Bunun Türkiye'nin NATO üyesi bir ülke olarak, topraklarını ve hava sahasını ihlallere karşı savunma hakkı olduğu gerçeğini değiştirmeyeceğine dikkati çeken Kalın, 'Türkiye'nin hava sahası, aynı zamanda NATO'nun hava sahasıdır' değerlendirmesine yer verdi.
DAEŞ'ten petrol alanlar
Türkiye'nin DAEŞ'e destek verdiği ve petrol satın aldığı iddialarının hiçbir temeli olmayan bir karalama kampanyasının parçası olduğuna vurgulayan Kalın, 'Bu iddiaları öne sürenler, hala ortaya tek bir somut delil koyamamıştır. Bunun yerine, isimsiz kişiler ve belirtilmemiş konumları referans göstererek anekdot tarzında hikayeler aktarmaktadır. Kesin olarak bildiğimiz tek şey, hem ABD hem de AB'nin Esed rejimi adına DAEŞ'ten petrol alan belirli bazı kişilere yaptırım uyguladığı gerçeğidir. Bu kişiler arasında Suriyeli işadamı George Haswani, Mudalal Khuri, Suriyeli bir bankacı, zengin Rus işadamı ve Dünya Satranç Federasyonu'nun Başkanı Kirsan Ilyumzhinov yer almaktadır' tespitini paylaştı.
Kalın, makalesinde 'Birbirini suçlama girişimleri bir yana bırakılmalı, bunlar yerine DAEŞ'e karşı etkili bir mücadele yürütmeli ve Suriye'nin adil ve makul bir siyasi geçiş yaşamasını sağlamalıyız.
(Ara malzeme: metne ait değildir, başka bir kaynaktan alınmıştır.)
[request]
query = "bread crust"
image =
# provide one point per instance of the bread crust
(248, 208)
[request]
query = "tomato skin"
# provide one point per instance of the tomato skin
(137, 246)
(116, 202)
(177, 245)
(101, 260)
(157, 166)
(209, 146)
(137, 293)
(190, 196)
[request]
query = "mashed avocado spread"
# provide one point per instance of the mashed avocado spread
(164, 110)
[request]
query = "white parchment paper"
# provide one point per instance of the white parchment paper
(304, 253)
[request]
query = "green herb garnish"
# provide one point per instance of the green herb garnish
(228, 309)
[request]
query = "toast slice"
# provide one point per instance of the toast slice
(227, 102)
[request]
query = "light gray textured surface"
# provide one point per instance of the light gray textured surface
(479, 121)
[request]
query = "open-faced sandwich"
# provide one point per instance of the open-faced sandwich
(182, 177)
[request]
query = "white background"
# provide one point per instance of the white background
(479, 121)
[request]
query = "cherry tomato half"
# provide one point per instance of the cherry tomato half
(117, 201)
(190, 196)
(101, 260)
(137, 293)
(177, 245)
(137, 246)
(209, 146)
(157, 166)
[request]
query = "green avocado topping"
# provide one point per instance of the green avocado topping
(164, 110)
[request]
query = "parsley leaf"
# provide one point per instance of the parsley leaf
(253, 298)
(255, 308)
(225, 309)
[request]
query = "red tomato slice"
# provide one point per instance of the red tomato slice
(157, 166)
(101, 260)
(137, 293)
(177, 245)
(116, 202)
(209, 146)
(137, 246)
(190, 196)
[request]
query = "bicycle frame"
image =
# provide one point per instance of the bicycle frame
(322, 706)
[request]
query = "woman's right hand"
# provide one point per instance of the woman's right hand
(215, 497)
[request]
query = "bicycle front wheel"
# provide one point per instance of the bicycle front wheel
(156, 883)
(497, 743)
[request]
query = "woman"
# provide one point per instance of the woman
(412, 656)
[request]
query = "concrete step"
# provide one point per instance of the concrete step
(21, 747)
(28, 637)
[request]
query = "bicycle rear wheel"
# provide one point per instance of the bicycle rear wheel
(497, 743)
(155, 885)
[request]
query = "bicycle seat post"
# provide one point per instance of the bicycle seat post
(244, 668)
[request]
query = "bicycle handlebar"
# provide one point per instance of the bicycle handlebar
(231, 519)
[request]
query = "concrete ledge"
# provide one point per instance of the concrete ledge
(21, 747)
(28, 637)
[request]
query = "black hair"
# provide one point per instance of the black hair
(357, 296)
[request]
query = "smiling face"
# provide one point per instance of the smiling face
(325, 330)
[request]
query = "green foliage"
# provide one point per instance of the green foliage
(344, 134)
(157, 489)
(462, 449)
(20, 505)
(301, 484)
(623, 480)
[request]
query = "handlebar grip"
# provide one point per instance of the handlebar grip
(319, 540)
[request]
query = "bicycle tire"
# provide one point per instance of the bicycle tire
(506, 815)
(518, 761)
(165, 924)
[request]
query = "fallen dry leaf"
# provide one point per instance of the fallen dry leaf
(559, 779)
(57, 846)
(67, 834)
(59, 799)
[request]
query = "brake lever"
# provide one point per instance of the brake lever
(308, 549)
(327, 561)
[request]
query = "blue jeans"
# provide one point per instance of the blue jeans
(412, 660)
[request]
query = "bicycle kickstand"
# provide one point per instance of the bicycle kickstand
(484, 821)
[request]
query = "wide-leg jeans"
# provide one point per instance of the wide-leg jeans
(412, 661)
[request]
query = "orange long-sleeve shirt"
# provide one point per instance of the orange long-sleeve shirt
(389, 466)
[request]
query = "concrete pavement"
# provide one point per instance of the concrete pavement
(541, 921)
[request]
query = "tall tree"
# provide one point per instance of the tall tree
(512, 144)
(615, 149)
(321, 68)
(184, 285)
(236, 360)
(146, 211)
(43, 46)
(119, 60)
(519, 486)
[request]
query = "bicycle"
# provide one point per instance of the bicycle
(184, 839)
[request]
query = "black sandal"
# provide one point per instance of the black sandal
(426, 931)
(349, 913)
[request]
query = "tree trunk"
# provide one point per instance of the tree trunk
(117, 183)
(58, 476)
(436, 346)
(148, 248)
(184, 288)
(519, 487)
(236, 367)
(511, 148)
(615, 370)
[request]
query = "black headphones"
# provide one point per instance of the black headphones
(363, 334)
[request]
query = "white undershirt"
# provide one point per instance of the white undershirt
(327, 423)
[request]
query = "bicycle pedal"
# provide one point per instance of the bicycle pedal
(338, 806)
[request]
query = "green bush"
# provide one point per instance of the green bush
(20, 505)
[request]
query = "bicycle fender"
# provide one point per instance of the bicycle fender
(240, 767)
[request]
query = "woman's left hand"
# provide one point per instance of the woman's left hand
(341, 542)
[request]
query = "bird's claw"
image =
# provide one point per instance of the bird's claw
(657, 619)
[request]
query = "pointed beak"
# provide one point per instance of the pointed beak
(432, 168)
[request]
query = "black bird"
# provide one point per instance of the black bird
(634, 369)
Esed rejimini kurtarmak için yapılan Rusya-İran planı, DAEŞ ve diğer teröristlerin elini güçlendirmekten başka bir işe yaramayacaktır. Ilımlı Suriyeli muhalif grupları bombalamak, sadece Suriye savaşının iki baş suçlusuna olan Esed rejimi ve DAEŞ'e yardımcı olacaktır.
Dünya, bu iki şeytandan aynı anda kurtulmalıdır. ABD Başkanı Barack Obama ve Fransa Cumhurbaşkanı Francois Hollande'ın da Beyaz Saray'daki basın toplantısında işaret ettiği gibi Suriye'nin geleceğinde Esed'e yer yoktur. Esed iktidarda kalmaya devam ettikçe Suriye'deki savaş da sürecek, DAEŞ'e terör eylemleri için mühimmat ve zemin sağlayacaktır. Esed rejiminin destekçileri, bu suç savaşını sürdürmesine yardım ederek krizi çözmemekte aksine daha da derinleştirmektedir' ifadelerine yer verdi.
'Moskova'nın kimi korumaya çalıştığı açık'
Kalın'ın, 'Rusya'nın Türkiye yakınlarındaki Türkmen dağlık alanındaki askeri eylemleri hakkında da soru işaretleri bulunmaktadır. Suriye'de Türkmenlerin yaşadığı bölgelerde DAEŞ grupları bulunmamaktadır. Rus savaş uçakları, Esed rejiminin muhalefetin kontrolündeki Cisr eş-Şuğur ve İdlib'e ilerlemesine yardımcı olmak için ılımlı muhalif gurupları bombalamaktadır. Bu, DAEŞ ile mücadeleye hiçbir yardımı olmayacak yanlış bir stratejidir. Rusya'nın şimdiye kadar Suriye'ye düzenlediği saldırıların yüzde 90'ı DAEŞ'ten ziyade ılımlı muhalif grupları hedef alırken Moskova'nın kimi korumaya çalıştığı açıktır' şeklinde konuştu.